Selasa, 21 Juni 2022

Kidung Cinta 12

 Surat dari Abad 26

Oleh:  Venice Rahayu

  https://www.merdeka.com/trending/jenis-teknologi-masa-depan-super-canggih-ketahui-dampak-penggunaannya-kln.html


Muridku menulis cerita fantasi.  Aku terkesan.  Begini ceritanya.


Surat dari Abad 26

Siti Zahra Muthmainnah

Inilah kami. Manusia yang masih bertahan hidup pada tahun 2502. Tinggi kami hanya sekitar 20 cm. Dan kini, kami harus bertahan hidup dari serangan hewan-hewan yang sebenarnya tidak bersalah. Sekitar 500 tahun yang lalu, para penghuni bumi yang rakus memakai sumber daya alam dengan tamak. Kini, kamilah yang harus menanggung akibatnya. Keadaan lingkungan sangat gersang. Hewan yang mulanya herbivora, mulai kehabisan makanan dan berusaha mencari sumber makanan lain. Dan mereka memilih memangsa manusia. Namaku Zey, gadis berumur 13 tahun. Aku tinggal bersama ayahku Yar, dan adikku Zas.  Kami tinggal dalam sebuah ruang bawah tanah yang amat besar yang bernama Ruang Halley, sampai-sampai kami bisa membuat 15 rumah kecil, 1 gedung sekolah, dan pasar kecil di dalamnya. Ibuku telah hilang 2 tahun yang lalu sejak adanya serbuan kambing liar.  Oke, lupakan saja.

***

Pagi yang kurang cerah seperti biasanya. Tentu saja, kami kan tinggal di bawah tanah. Ventilasi yang dibuat tidak bisa terlalu banyak, karena itu dapat mengundang hewan masuk.

“Pagi, Kak.  Mau sarapan?”  sapa adikku, Zas.

“Oh, pagi juga, Zas. Boleh.
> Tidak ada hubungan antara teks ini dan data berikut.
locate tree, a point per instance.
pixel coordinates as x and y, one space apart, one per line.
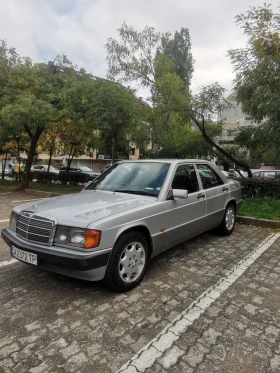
77 128
132 58
164 65
115 112
178 50
257 81
30 96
Di mana Ayah?” tanyaku balik.

“Ayah sedang menyiapkan sarapan bersama yang lain.  Sebentar lagi selesai, kok.”  jawab Zas.

“Oke….”

Apakah kalian menyadari kalau adik kecilku bangun terlebih dahulu?  Itu memang sudah kebiasaanku yang sebenarnya merugikan; sering bangun terlambat. Seraya menunggu sarapan matang, aku memutuskan untuk mandi dan mengambil seragam.  Meskipun kami tinggal di bawah tanah, kami tetap bersekolah, lho… Tapi sekolah ini agak berbeda. Selain mengajarkan kurikulum biasa, kami juga diajari cara bertempur dan membuat alat-alat canggih untuk membantu bertahan hidup.

“Zey, sarapan sudah siap!”  teriak teman-temanku.

“Sebentar!  Sebentar lagi aku keluar!  Eh, hari ini sarapan apa?” sahutku dari dalam rumah.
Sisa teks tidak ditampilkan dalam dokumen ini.